# Top Five Restaurants of Each Cuisine

I created a map to visualize the positions of the top five restaurants of each cuisine. I was interested in seeing whether highly rated restaurants that serve the same cuisine were located near each other. My criteria for the top five restaurants were restaurants that had at least 50 reviews, and had the highest rating. If a tie-breaker was needed, the restaurant with more votes was chosen.

In [180]:
import pandas as pd

df = pd.read_csv('2020-XTern-DS.csv')

To find the top five restaurants, I would need to use the rating, number of votes, and number of reviews. I dropped any rows of data that didn't have data for these three categories. I then converted the types to float so that I could compare them. To make sure that the rating was a good representation of the number of votes, I limited the dataset to restaurants that had more than 50 reviews.

In [176]:
df['Rating'] = df['Rating'].astype(str) 

df = df[~df['Rating'].str.contains('-')]
df = df[~df['Rating'].str.contains('NEW')]
df = df[~df['Rating'].str.contains('Opening Soon')]
df['Rating'] = df['Rating'].astype(float) 


df = df[~df['Votes'].str.contains('-')]
df['Votes'] = df['Votes'].astype(float)

df = df[~df['Reviews'].str.contains('-')]
df['Reviews'] = df['Reviews'].astype(float)
df = df[df['Reviews'] > 50]

I looped through the dataset to create a dictionary with the cuisine as the key and the number of restaurants that serve that cuisine as the value. I appended all of the cuisines with 20 or less restaurants to a list so that I could remove them from the dataset. I was looking for the top five, and I didn't want any of the restaurants to be placed there by default. I felt that there needed to be more than 20 restaurants for a top five to be significant.

In [177]:
cuisine_count = {}

for row in df.itertuples():
    cuisines = row.Cuisines
    for cuisine in cuisines.split(", "):
        if cuisine in cuisine_count:
            cuisine_count[cuisine] += 1
        else:
            cuisine_count[cuisine] = 1

cuisine_low_count = []
for cuisine in cuisine_count:
    if cuisine_count[cuisine] <= 20:
        cuisine_low_count.append(cuisine)
        
for cuisine in cuisine_low_count:
    cuisine_count.pop(cuisine)


I created the map and then added markers to it.
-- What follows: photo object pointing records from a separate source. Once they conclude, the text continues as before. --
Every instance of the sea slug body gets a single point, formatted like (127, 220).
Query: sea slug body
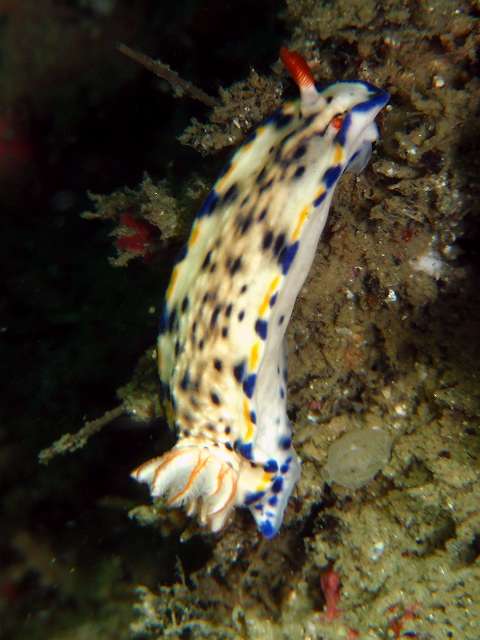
(221, 348)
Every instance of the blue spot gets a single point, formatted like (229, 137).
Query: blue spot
(209, 205)
(299, 172)
(250, 498)
(249, 385)
(379, 99)
(341, 137)
(244, 450)
(331, 176)
(172, 320)
(239, 371)
(287, 256)
(277, 485)
(267, 529)
(299, 152)
(230, 194)
(318, 201)
(261, 327)
(273, 117)
(185, 381)
(270, 466)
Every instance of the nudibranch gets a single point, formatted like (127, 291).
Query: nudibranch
(221, 347)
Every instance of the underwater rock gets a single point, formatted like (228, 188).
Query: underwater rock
(356, 457)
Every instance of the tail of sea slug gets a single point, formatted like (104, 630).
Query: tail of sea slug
(205, 477)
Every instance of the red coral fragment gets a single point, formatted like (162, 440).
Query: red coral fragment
(330, 583)
(139, 236)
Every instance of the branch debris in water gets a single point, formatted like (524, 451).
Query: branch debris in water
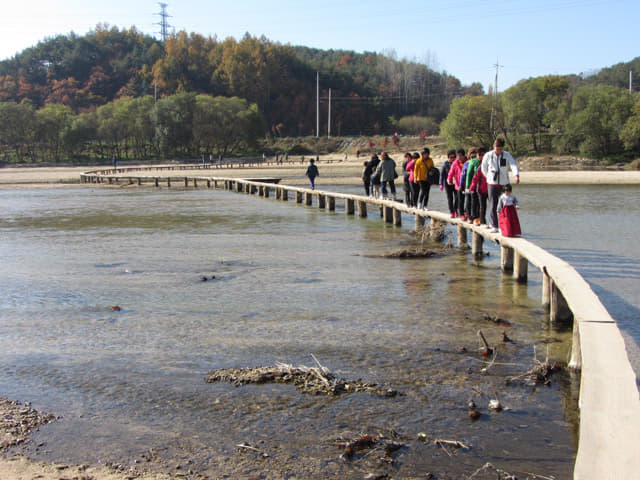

This was where I chose the top five restaurants by rating as well. If there were more than five restaurants chosen already, then the tie-breaker would be whichever restaurant had more votes. Each cuisine had a different color marker, so that the top five could be easily seen.

In [178]:
import folium

m = folium.Map(location = [39.553436, -85.589212], zoom_start = 10)

colors = ['lightgray', 'blue', 'green', 'purple', 'orange', 'darkred', 'lightred', 'gray', 'darkblue', 'darkgreen', 'cadetblue', 'darkpurple', 'white', 'pink', 'lightblue', 'lightgreen', 'beige', 'black', 'red']
result_df = pd.DataFrame(columns = ['Restaurant', 'Latitude', 'Longitude', 'Cuisines', 'Average_Cost', 'Minimum_Order', 'Rating', 'Votes', 'Reviews', 'Cook_Time'])
color_index = -1
for cuisine in cuisine_count:
    df_cuisine = df[df['Cuisines'].str.contains(cuisine)]
    count = 0
    color_index += 1
    while count < 5:
        df_max = df_cuisine[df_cuisine['Rating'] == df_cuisine['Rating'].max()]
        result_df.append(df_max, ignore_index = True)
        count += len(df_max)
        if count > 5:
            x = count - 5
            for i in range(x):
                df_max = df_max[df_max['Votes'] != df_max['Votes'].min()]
        if color_index == 0:
            df_result = df_max
        else:
            df_result.append(df_max)
        for row in df_max.itertuples():
            rating = row.Rating
            latitude = row.Latitude
            longitude = row.Longitude
            restaurant = row.Restaurant
            folium.Marker(location=[latitude, longitude], icon=folium.Icon(color=colors[color_index]), popup=f'<i>Restaurant: {restaurant} \n Rating: {rating} \n Cuisine: {cuisine}</i>').add_to(m)
        df_cuisine = df_cuisine[df_cuisine['Rating'] != df_cuisine['Rating'].max()]


In [179]:
m

### Conclusion

I was expecting that the restaurants that are of the same cuisine would be spread apart from each other. Since the restaurants being represented have the highest rating for its cuisine, I predicted that they wouldn't be close to each other, otherwise there would be competition. From the map, I found this to be mostly true. I did find that Restaurant 18 and 7185, which are of the same cuisine pizza appear to be on the same block and also have the same rating. Besides these two points, I found that the top 5 restaurants of each cuisine appear to be fairly spaced out from each other.